She pressed a hand to her belly, alone in her tiny Brooklyn bathroom in a room she rented for one month from an older couple, fingers crossed behind her back, trying to remember if a condom had broken during those times they’d relied on them. But when the two pink lines appeared, churning her stomach and stabbing holes in her future, it didn’t really matter if she could recall the moment when the protection failed.
Her body had spoken, changing her life yet again.
Twenty-one, pregnant, and alone in her first job out of college. With the father of the baby on the other side of the country and out of the picture. Without a clue what to do, how to feel, what to think.
She sank down onto the toilet seat, dropped her head in her hands, and asked the universe for a redo. She waited for the tears to roll from her eyes, to saturate her cheeks. But, strangely, they didn’t come. Maybe she’d used up her lifetime supply when her daddy had died. Maybe whatever droplets were left had been reserved for the re-opening of that wound with her mom’s letters.

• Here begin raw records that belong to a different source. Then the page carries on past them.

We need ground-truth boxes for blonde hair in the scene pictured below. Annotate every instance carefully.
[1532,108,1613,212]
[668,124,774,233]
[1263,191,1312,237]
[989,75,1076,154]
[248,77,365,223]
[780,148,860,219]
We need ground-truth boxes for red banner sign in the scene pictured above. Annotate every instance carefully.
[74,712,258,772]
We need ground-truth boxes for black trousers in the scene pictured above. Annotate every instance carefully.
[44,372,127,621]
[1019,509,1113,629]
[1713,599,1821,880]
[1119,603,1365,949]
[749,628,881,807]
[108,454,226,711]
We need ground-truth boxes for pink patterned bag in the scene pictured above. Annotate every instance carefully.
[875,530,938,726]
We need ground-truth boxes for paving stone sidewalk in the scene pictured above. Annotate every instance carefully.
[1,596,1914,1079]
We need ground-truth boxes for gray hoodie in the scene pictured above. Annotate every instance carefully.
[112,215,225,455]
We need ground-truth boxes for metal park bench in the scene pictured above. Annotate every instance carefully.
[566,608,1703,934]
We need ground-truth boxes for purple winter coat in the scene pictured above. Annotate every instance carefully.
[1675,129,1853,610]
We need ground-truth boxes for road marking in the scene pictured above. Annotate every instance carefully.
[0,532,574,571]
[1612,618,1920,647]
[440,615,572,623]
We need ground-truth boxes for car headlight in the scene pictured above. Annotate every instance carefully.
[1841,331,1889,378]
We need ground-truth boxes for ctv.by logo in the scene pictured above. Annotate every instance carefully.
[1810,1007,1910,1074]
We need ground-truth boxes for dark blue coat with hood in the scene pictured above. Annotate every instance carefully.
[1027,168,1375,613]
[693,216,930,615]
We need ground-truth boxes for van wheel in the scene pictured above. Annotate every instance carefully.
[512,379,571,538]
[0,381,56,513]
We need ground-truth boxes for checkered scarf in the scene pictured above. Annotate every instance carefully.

She did what shocked women around the world have done for years when confronted with two pink lines: retraced her steps to the drug store, glanced furtively around in case she saw anyone she knew, and grabbed another test from the shelf. She bought it, ran home, then peed on the stick again.
Another pair of pink lines punished her with their clarity.
You’re knocked up, bitch, the twin lines seemed to say with a cruel sneer.
She sank to the floor of the cramped bathroom, parking her rear on the cold teal tiles. Options flickered before her eyes. But really, the choices were very few. Terminating a pregnancy wasn’t on the table. That wasn’t anything she’d ever do.
So it came down to this—keep the baby or give up the baby.
Keep. Give up. Keep. Give up.
Over the next month, Shannon swung back and forth by the day, by the hour. Depending on what she ate, or what she didn’t eat. What she wore. How hunched over the toilet she was at West Side Story rehearsals. How well she hid her morning sickness from her boss.
If there was one thing Shannon Paige-Prince knew how to do it was keep her own damn secrets.
She hid it so well that no one knew why she kept popping into the ladies room to yack up her morning toast. Mercifully, the morning sickness didn’t last long.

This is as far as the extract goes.